Product-creation anxiety is managed by just doing. Writing code all day, into the evening, on the weekend, etc. If you are exhausted at the end of the day, that’s good, you should feel like you’ve moved the ball down the field.
Compensation anxiety is trickier. If you are young and this is your first company, this is often minimized by the fact that you have a fairly “unencumbered lifestyle.” If you are older and have a more “complicated lifestyle” then this can be tough.
Regardless of how many times you start a company, you generally pay yourself between 0 and 25 percent of what you could be making nearly anywhere else. Having the resolve to work twice as hard for 25 percent of the pay is difficult. As the CEO, you are lead cheerleader; you really aren’t treated special. There is nothing exciting about your role.
Year 2—Work a Lot, Get Paid a Little
In the second year of the company, expect to do about one and a half year’s worth of work. You really aren’t getting paid any more than you were in Year 1, but the anxiety of product realization is minimizing as you see it take shape.
A new anxiety, however, takes its place: market acceptance anxiety. You are trying to hold your ground on the idea, convince your employees what they are building is filling a need in the market even though there is no validation yet. You are transitioning from doer to decider. The company is no longer the democracy it was at first. You feel more exposed. Will people buy the product?
Year 3—Start to Find the Balance
In the third year of the company, expect to do about a year’s worth of work.
By now, let’s hope, you have found the product-market fit. People are buying the product, and it has problems but they are generally manageable. With some success, you can raise more money and pay yourself 75 percent of your street value.
Product-market acceptance anxiety is diminished. You have a few specialists who can unload you a bit. Employees are getting excited and everyone can explain the product in an elevator.
By Year 3, I find that thinking is almost as valuable as hands-on working. I try to start taking vacations again as a way to help the creative thinking process. By being in different physical locations, you can just think and solve problems or challenges more easily. Usually at this stage, you need to strategize your way to success.
A new anxiety enters the picture at this stage, however—making-the-numbers.
The Out Years—Life Is Good, Until …
In what I call the out years—Years 4 and beyond—is where the company establishes its more mature trajectory.
You have good people who understand their roles in the company with great clarity. You know what generally works and what doesn’t. In the out years, there tends to be a bit of decompression and your life can be more normal. You are finally paying yourself a standard market salary and, if the company is performing, nice bonuses that help on the home front.

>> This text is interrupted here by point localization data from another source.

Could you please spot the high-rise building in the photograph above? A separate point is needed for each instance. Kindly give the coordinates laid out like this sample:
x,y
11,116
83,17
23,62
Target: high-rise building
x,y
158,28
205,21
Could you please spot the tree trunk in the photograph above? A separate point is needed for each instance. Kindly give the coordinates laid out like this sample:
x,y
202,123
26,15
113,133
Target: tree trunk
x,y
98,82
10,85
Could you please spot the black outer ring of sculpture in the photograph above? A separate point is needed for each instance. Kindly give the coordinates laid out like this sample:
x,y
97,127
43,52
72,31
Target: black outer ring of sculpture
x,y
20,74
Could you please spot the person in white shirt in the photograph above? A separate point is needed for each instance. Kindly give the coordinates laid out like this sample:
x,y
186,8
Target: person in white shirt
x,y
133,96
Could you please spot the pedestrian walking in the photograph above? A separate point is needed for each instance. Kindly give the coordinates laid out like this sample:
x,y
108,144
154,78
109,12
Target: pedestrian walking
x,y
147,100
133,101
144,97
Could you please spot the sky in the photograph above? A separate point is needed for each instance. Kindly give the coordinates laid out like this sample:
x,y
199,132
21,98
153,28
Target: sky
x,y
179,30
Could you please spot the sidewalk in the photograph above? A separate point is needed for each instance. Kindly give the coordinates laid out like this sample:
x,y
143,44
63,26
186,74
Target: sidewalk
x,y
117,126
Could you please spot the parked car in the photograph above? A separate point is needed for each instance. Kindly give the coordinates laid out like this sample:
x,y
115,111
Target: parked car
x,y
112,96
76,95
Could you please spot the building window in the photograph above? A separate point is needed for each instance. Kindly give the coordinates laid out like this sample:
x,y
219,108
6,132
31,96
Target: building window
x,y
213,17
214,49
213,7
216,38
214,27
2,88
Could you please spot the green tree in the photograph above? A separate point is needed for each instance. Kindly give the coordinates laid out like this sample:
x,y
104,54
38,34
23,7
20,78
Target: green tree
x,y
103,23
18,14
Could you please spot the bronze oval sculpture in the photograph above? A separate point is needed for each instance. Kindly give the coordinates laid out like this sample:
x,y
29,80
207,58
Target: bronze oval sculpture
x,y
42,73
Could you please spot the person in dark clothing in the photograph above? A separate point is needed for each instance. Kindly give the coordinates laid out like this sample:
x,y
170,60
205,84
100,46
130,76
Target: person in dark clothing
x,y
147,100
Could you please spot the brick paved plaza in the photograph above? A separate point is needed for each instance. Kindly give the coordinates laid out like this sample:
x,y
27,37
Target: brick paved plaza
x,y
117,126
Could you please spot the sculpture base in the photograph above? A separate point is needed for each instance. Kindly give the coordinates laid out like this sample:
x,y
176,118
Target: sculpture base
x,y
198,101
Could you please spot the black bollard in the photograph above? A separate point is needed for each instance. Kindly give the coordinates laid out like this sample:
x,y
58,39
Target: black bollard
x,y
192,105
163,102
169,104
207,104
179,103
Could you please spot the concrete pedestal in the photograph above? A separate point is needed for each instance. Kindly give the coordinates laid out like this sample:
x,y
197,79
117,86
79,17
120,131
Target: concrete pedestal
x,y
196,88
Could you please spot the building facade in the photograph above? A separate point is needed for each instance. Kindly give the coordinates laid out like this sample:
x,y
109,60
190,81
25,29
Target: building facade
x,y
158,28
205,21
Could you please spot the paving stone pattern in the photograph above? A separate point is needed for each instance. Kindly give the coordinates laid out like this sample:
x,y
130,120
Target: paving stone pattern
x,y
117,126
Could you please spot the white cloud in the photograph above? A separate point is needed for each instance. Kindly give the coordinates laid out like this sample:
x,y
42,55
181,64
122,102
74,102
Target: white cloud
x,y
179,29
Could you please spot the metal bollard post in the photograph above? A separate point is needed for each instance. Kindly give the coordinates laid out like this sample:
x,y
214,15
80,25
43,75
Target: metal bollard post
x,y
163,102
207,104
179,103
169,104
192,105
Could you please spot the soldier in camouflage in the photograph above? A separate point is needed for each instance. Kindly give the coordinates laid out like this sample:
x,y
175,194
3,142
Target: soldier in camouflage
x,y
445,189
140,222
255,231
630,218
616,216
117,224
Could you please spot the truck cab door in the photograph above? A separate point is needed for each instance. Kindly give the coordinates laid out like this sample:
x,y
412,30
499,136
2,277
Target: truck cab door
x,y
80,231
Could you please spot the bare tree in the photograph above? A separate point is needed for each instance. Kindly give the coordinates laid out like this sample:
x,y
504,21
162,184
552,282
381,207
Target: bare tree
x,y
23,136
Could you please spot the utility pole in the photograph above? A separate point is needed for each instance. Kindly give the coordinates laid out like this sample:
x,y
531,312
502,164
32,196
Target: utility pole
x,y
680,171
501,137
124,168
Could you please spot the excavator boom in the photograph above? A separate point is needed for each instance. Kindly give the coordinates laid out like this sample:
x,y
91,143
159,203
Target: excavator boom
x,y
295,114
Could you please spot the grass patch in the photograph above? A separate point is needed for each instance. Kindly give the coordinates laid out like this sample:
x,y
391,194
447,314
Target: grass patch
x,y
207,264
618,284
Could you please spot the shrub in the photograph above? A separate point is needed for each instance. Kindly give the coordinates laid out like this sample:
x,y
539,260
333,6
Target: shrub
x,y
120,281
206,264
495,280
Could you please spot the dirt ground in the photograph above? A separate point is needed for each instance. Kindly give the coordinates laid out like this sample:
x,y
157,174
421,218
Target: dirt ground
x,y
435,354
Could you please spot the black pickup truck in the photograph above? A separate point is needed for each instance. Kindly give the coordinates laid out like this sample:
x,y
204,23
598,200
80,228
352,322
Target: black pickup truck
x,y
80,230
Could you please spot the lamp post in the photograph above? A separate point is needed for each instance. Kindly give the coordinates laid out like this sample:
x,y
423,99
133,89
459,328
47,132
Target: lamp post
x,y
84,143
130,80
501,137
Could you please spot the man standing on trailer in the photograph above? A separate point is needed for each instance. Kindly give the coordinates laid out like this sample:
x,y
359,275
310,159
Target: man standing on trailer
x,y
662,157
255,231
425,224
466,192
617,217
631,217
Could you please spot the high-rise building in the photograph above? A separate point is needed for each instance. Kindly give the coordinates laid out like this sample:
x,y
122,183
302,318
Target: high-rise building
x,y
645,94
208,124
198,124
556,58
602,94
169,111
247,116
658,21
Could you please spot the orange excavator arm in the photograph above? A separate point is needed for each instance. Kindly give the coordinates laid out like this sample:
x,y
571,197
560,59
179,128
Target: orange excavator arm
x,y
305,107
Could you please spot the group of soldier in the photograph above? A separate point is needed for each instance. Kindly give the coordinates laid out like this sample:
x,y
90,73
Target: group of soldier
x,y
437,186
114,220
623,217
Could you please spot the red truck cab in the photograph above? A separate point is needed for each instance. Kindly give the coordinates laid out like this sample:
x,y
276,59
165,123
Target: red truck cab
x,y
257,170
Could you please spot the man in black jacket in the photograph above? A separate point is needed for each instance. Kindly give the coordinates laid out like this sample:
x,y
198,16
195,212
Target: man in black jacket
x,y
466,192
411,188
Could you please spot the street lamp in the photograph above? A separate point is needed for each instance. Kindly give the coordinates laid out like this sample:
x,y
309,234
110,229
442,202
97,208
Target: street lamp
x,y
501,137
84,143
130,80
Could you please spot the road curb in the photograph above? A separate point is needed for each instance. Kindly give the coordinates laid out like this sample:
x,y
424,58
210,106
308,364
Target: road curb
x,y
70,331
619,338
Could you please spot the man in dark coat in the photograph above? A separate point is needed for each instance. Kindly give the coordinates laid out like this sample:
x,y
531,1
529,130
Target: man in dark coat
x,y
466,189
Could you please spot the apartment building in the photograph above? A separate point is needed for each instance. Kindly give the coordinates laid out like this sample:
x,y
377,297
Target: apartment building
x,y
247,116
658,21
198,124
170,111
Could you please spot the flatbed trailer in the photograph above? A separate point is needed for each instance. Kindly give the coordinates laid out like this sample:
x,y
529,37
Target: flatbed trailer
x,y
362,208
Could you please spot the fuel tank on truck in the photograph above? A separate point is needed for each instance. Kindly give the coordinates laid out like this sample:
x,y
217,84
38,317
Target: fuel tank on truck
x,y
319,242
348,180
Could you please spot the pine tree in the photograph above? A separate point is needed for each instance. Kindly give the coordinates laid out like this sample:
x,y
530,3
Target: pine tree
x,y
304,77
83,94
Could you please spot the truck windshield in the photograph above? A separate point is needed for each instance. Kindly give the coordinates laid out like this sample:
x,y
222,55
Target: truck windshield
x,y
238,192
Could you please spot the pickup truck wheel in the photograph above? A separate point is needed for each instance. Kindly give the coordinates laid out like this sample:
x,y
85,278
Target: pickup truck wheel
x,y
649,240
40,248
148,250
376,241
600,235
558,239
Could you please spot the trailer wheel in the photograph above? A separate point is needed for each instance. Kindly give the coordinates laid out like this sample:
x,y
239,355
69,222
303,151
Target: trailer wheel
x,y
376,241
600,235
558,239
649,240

Life is good again, until someone comes along and makes an offer to buy the company. Eventually, you move on and it all starts again. You need to take a deep breath and find the courage to go back in that house.
Startups are front-loaded with respect to work versus life. It almost goes without saying that it’s quite different from working for someone else—almost. Creating startup after startup in a serial manner presents a feast or famine situation with relation to compensation. Entrepreneurs need to be ready for it. On the flip side, it can be one of the most rewarding careers you can have.